If you walk regularly for exercise – good for you – but! In addition to “cardio” training, new research is showing that strength/resistance training is key for warding off heart disease, stroke, and type 2 diabetes. The latest research tells us that resistance training does much more than build strong muscles and bones.
A study published in 2017 in Medicine and Science in Sports and Exercise (MSSE) analyzed data from 35,000 women for more than a decade. (I love these studies that involve thousands of people for a long period of time.) Researchers found that those who performed resistance training had a 30 percent lower chance of being diagnosed with Type 2 diabetes than those who did not. This is huge!
In addition, women who performed any amount of resistance training reduced their risk of cardiovascular disease (including heart attack, stroke or death from cardiovascular disease) by 17%.
Similarly, a 2019 study (also published is MSSE) found that strength training was associated with decreased cardiovascular disease, including heart attack and stroke, and increased longevity. In this study, which included 13,000 people performing resistance training for less than an hour per week was associated with roughly 40 to 70 percent decreased risk of cardiovascular disease and all-cause mortality – independent of any aerobic exercise.

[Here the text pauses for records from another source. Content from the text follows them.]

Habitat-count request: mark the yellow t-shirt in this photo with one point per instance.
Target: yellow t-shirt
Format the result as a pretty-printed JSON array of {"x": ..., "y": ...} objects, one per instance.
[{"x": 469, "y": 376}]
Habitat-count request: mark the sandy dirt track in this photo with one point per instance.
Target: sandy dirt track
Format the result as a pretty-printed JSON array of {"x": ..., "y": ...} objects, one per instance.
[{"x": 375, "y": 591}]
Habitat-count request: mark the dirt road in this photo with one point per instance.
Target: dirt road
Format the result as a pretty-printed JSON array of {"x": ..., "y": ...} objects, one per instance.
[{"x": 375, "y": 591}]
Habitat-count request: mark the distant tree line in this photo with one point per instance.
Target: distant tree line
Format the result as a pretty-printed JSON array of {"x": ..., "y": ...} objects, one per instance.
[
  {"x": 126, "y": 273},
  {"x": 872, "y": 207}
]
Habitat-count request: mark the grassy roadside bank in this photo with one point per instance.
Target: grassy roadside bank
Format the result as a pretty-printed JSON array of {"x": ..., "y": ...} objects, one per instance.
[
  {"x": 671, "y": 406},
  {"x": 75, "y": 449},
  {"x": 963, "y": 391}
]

The scientific explanations for how resistance training works are too complicated for me to try to explain in this brief article, but here’s a simplified concept: Imagine you want to store your socks in a drawer. If you have a small storage bin, it’s only going to hold a certain number of socks, while if you have a larger bin, it will obviously hold more socks. Similarly, if you have small amounts of muscle, your bin for storing glucose (which the insulin in your body turns into energy) is too small, which causes serious issues. By building muscle mass, resistance training gives you larger bins with greater storage capacity to help prevent insulin resistance. The hormone insulin helps control the amount of sugar (glucose) in the blood. With insulin resistance, the body’s cells don’t respond normally to insulin. Glucose can’t enter the cells as easily, so it builds up in the blood. This can eventually lead to type 2 diabetes.
In other words, the larger your muscles, the greater your body’s capacity for glucose uptake. Increased muscle mass drives down the blood sugar circulating through your body.
So, if you are walking regularly for exercise – hooray! Hopefully this information will encourage you to add strength training to your exercise routine.